Live printing of the Sindhi Ajrak and the Indonesian Batik delighted visitors at an exhibition featuring ‘fusion of Pakistani and Indonesian cultures, histories and cuisines.’

Ambassador of Indonesia Adam Tugio hosted the event in collaboration with National Institute of Folk and Traditional Heritage (Lok Virsa) at the Museum gallery of the Lok Virsa on Wednesday.

Pakistan’s Ajrak artist Abdul Hayee from Matli, District Badin (Sindh) and Nisa, an Indonesian Batik expert were embossing their respective pieces of Ajrak and Batik showing their rich texture and original colours.

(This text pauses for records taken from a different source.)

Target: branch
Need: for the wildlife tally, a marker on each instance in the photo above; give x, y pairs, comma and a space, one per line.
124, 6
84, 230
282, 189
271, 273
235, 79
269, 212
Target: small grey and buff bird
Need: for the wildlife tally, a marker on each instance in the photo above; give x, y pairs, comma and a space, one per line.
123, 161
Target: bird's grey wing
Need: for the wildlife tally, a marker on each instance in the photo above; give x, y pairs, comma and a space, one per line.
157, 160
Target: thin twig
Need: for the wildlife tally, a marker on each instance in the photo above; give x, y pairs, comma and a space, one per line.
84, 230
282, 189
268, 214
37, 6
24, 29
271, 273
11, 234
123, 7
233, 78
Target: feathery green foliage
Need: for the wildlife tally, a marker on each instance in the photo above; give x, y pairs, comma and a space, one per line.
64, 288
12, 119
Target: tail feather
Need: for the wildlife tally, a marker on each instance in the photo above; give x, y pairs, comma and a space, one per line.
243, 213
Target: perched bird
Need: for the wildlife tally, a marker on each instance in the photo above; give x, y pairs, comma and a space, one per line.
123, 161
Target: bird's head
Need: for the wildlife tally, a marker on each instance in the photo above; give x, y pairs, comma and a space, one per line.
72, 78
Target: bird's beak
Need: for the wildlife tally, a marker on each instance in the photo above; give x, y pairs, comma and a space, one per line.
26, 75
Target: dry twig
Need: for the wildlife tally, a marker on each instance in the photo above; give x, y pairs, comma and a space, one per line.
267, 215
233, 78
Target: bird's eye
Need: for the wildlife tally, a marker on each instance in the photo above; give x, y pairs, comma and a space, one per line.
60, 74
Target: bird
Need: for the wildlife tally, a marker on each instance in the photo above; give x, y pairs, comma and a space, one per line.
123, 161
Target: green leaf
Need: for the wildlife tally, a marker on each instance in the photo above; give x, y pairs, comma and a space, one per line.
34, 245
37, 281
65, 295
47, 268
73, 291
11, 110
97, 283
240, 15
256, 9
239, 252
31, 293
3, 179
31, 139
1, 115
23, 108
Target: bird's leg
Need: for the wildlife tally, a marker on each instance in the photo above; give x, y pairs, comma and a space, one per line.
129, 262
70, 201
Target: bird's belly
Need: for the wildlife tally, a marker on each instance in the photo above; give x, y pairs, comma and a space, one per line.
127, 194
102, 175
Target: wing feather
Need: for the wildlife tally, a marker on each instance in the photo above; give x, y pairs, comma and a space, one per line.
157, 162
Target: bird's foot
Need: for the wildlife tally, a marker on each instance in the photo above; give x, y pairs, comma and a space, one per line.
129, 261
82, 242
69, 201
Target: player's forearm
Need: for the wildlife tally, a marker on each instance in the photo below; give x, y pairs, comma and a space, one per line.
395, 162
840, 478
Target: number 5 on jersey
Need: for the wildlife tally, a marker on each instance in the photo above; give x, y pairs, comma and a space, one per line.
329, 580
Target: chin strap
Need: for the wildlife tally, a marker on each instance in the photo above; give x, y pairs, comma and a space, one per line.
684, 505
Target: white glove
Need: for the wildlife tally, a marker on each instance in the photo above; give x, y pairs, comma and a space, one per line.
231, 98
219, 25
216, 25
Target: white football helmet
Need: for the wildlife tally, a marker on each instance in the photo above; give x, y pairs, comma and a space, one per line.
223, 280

Ambassadors of Nepal, Jordan, Palestine, Morocco, diplomats and art and history lovers had come up to attend the launching ceremony of the exhibition that will continue for the next four days. The ribbon was cut by Ambassador Tugio’s spouse who, the ambassador said, was the inspiration for him to work on this idea [of holding an exhibition of similarities between Pakistan and Indonesia]. She, by chance, visited Lok Virsa a few days ago and was quite amazed to find many cultural similarities with the Pakistani art pieces and cultural depictions, said the ambassador. She mentioned this to her husband and as a result the idea of an exhibition was coined.

Our cultures, histories, religions have many things and features common with each other, said Ambassador Tugio adding in the next four days those similarities would help bring the people of the two countries closer together.

The ambassador also referred to a hit Pakistani movie of 1980s ‘Bandish’ in which the hero (Nadeem) lost his memory and married an Indonesian girl in the Bali island of Indonesia. Maybe that love will re-enkindle through this exhibition, the envoy said in a light vein.

He also thanked Executive Director of Lok Virsa Sajjad Ahmed and Director Anwarul Haq for extending all out cooperation with regard to holding of the exhibition.

ED Lok Virsa Sajjad Ahmed thanked the ambassador for selecting Lok Virsa as venue of the exhibition and assured his team would extend full cooperation with him as both the countries have cordial relations and people-to-people ties are strong and flourishing.

There were also displayed models of various Buddhist temples as according to the ambassador, 1-2pc of Indonesia’s population consisted of the Buddhist community.

The roots of Buddhist influence in East Asia are often linked with the ancient territories of Buddhist rule in ancient Gandhara, which was a region in present-day Northwest Pakistan and Afghanistan, he said, adding the Buddhist heritage is scattered across Pakistan such as the monastery in Takhti-Bahi-KPK, the Dharmarajika Stupa in Taxila and Amluk Dara Stupa in Swat.

The ambassador hoped the exhibition would serve the purpose of introducing the similarities of cultures between the two countries and ultimately bring the people closer together.